DISCOS
Filipe Sambado
Revezo
· 14 Fev 2020 · 13:33 ·
Filipe Sambado
Revezo
2020
Valentim de Carvalho


Sítios oficiais:
- Filipe Sambado
- Valentim de Carvalho
Filipe Sambado
Revezo
2020
Valentim de Carvalho


Sítios oficiais:
- Filipe Sambado
- Valentim de Carvalho
E se Zeca Afonso fosse gay?
Eu não estava lá, contaram-me. Assim que Filipe Sambado, vestindo uma saia, pisa o palco do Teatro Diogo Bernardes, em Ponte de Lima, enquanto convidado especial de Miguel Ângelo, de pronto um dos homens presentes na audiência exclama: "Valha-me Deus". 
 
Expressão popular, mais de estupefacção, indignação ou vergonha alheia do que propriamente de desejo de salvação. Para aquele homem, o facto de Filipe Sambado usar uma saia era contra-natura; um sinal evidente de que as coisas já não são como ele pessoalmente achava que eram. No mundo em que ele cresceu, a saia é um objecto de mulher. Um homem não pode vestir aquilo, independentemente da sua vontade. É proibido sem que se proíba por lei. É uma proibição moral, uma inibição nascida do bom senso.
 
Esta é uma história comum. Não precisava de ter ocorrido em Ponte de Lima, ou sequer com Filipe Sambado. Não está consignada a regiões onde a fé católica resiste com mais força, nem é desconhecida em centros mais liberais, multiculturais. E é uma história compreensível. Não tolerável: essa é uma outra palavra. Compreensível, apenas.
 
Porque o facto é: independentemente dos avanços do mundo globalizado, para a vasta maioria da população um homem de saia ainda causa estranheza. Ao longo de praticamente toda a sua vida, a essa mesma população foi-lhe ensinado que géneros, apenas dois: homem e mulher, cada qual com o seu vestuário, os seus empregos, os seus papéis, os seus vícios próprios. Foi-lhe ensinado que "família", ou "casa", é um corpo fixo, constituído por um pai, uma mãe, um filho ou mais uns quantos, e quem sabe uns cachorrinhos e um baloiço no quintal.
 
É a esses que Filipe Sambado mais causa confusão (a confusão admite-se; o ódio não).
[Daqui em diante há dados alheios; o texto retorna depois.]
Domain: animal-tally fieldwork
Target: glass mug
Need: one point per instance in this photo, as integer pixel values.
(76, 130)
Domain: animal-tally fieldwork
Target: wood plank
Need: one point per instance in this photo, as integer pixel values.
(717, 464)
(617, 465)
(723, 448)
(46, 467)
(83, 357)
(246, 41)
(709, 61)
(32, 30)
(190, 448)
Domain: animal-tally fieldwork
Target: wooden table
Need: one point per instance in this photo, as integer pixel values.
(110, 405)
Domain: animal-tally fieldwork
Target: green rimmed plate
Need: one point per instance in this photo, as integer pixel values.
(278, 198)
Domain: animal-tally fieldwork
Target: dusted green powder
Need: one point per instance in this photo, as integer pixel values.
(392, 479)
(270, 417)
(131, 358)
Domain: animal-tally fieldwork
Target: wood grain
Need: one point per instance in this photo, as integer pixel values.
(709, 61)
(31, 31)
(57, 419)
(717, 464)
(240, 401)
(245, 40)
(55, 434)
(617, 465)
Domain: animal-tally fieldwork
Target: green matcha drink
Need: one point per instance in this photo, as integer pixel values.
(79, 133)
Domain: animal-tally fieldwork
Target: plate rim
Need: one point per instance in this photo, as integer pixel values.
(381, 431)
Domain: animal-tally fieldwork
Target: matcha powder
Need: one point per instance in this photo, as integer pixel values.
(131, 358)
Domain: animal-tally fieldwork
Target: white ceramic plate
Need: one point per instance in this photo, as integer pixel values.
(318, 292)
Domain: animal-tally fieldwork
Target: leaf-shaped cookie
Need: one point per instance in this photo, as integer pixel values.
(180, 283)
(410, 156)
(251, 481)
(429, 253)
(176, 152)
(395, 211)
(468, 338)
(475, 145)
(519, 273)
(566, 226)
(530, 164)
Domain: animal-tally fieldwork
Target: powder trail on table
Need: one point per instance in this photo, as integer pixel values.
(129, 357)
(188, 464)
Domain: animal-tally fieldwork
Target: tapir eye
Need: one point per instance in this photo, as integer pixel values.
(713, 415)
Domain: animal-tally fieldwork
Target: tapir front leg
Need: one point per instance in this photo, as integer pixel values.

É, também, a esses que mais parece destinado este Revezo, disco que o próprio músico explica versar sobre «a ideia de casa e de lar e de família», recorrendo para isso a uma abordagem mais tradicional: Fausto, Zeca, heróis nascidos do e perdidos para o romantismo das revoluções.
 
Se há algo que Revezo parece querer fazer é isto: mostrar a quem raramente vê homens de saia que eles existem, que também podem fazer parte de e constituir famílias, que a "tradição" é um conceito mutável. E, o que é talvez mais importante: não o faz de forma tão subversiva ou revolucionária quanto se poderia pensar. Fá-lo de forma altamente normalizada: não a querer conquistar qualquer espaço, mas a mostrar que já fazia, e faz, parte desse mesmo espaço.
 
Ora, isto é uma vitória - todos gostamos de uma boa revolução, mas gostamos ainda mais de uma vitória. Porque o que terá forçosamente de acontecer do lado de quem nunca viu famílias de saia é, não a rejeição, mas a aceitação. Uma guerra não se justifica se for inútil. É o ponto final em we're here, we're queer, get used to it.
 
Se seria possível ouvir Revezo sem ter em conta a figura de Sambado e a forma como se veste? Talvez - mas perder-se-ia a mensagem principal. Este não é um disco com canções: é um statement, consciente ou não, do próprio Sambado. Broncos dirão que só lhe prestaremos atenção por se vestir de saia. São os mesmos que provavelmente dizem que só se presta atenção a Zeca Afonso por ter sido de esquerda, ignorando a universalidade das suas letras. Imaginem se Zeca fosse gay.
 
(Mas, se formos a falar de canções: a "Gerbera Amarela Do Sul" é bem fixe. Espero que ganhe a Eurovisão.)